Best photo manager apps for Mac to tame your photo chaos Tweet Sep 24, 2018 — Managing a huge gallery and organizing photos is a tricky business, even if you’re generally tidy, so it’s always a good idea to use some help. It is an image organizer, photo editor and photo sharing app. Windows Live Photo Gallery collects a simple set of tools for downloading, editing, and sharing photos. Its functional design and excellent capabilities make it a perfect choice of every user.
There aren't many Mac photo management apps that aren't geared towards a specific purpose, but among the few we think Lyn is the best for it's speed, wide format compatibility, and good integration with popular online services.
Progressive display on single or multiple monitor configurations
Load images of virtually any size
Multi-threading to take advantage of multicore CPUs
Compatible with High Dynamic-Range (HDR) images like TIFF float as well as Radiance and OpenEXR
Common metadata parser: EXIF, Camera's maker note, GPS, GeoTIFF, IPTC
Image navigation with Apple Remote Control or Magic Trackpad
Fullscreen and slideshow
Full IPTC editing with user-defined presets
Batch convert and rename
User-defined places
Non-destructive editing for image transformations
Easily browse your iPhoto, Aperture, and Lightroom libraries (Mac OS X 10.5 or later required)
Facebook, Flickr, 500px, and Picasa Web Albums sharing (Mac OS X 10.5 or later required)
Advertisement
Where It Excels
Lyn is a very versatile photo manager that works the way you want to work. If you're coming from iPhoto, it can read your iPhoto library as-is. If you just want an app for viewing a folder structure currently on your drive, Lyn can handle that as well. However you want to manage your photos, it can adapt. Additionally, it can handle pretty much any type of image you through at it. The app, overall, is very versatile. When you want to put your images elsewhere, it also integrates very well with online services like Facebook, Flickr, and Picasa so you can easily share your images. On top of all of that, Lyn is very fast at loading image previews. That is exceptionally helpful for people with large collections.

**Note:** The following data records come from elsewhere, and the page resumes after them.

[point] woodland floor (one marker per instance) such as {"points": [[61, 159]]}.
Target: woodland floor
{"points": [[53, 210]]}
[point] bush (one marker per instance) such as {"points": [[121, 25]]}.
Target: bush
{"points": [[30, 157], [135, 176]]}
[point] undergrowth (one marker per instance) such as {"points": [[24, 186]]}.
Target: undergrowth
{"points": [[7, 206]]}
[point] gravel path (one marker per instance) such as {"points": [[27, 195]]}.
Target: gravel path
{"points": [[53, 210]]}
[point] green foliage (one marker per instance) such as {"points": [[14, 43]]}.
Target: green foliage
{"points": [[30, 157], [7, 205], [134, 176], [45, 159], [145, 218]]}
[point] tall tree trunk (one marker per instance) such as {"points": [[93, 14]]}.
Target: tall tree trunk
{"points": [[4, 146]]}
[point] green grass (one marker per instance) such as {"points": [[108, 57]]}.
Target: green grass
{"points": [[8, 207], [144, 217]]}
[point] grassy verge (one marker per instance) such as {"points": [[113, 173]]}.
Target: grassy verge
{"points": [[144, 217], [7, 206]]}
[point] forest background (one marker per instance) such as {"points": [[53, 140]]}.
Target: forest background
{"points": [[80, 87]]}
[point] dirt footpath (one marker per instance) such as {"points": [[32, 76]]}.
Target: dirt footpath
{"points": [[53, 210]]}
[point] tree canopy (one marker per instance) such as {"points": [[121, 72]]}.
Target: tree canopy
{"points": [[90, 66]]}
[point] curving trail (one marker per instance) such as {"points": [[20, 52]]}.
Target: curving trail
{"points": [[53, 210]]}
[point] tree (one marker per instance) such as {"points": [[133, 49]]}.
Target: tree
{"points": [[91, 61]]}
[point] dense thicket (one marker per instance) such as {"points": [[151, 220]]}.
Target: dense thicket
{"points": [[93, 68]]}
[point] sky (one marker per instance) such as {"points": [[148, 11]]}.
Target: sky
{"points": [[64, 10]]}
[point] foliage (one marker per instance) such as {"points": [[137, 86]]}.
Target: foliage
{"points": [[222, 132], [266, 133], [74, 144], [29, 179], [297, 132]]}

There isn't much to complain about with Lyn. It manages your photos, works quickly, and integrates with likely every online service you'd want to use. What you don't get, however, is some of the special features you'll find in applications like iPhoto. Lyn doesn't provide facial recognition or organize using Apple's 'event' structure. Download.com video editor for mac. You also can't order books, cards, and other products directly from the app. If you really care about those things, you're probably already happy with iPhoto. If not, you should be using Lyn.
Advertisement
The Competition
iPhoto ($15), our former reigning champ, is a really great, simple, feature-rich app that mostly just suffers from being a bit bloated and slow. It's also not fantastic at organizing an enormous collection of photos. Nonetheless, it's cheap and manages to do a lot. If your photo library isn't enormous and you have plenty of disk space, iPhoto is a good choice.
Flickery is essentially a desktop interface for Flickr. https://keennote.weebly.com/thunderbird-for-mac-high-sierra.html. It'll cost you $10 (although you can try it for free for 15 days), but that price may be worthwhile if you're primarily a Flickr user and want an iPhoto-like interface that's dedicated to the service.
Advertisement
If you're really serious about your photos, you may prefer managing them with the pricey, more professional Aperture or Lightroom. Aperture is like iPhoto for pros, and Lightroom is a similar take on the same concept. Mksap internal medicine pdf download.
Best Free Photo Editing Software For Mac
Then there's what I do: I put photos in folders in Dropbox. I can quicklook everything in the Finder, the thumbnails can be made large in icon view, everything automatically syncs online, it's easy to share the files, it syncs with my iPhone the same as iPhoto, and I can access every photo from my phone with the Dropbox app. I chose to do this because all the photo management software I used was too slow and bloated. I wanted something quick. It's not a solution for everyone, but if you just want to organize your images without hassle it works very well.
Advertisement
Lifehacker's App Directory is a new and growing directory of recommendations for the best applications and tools in a number of given categories.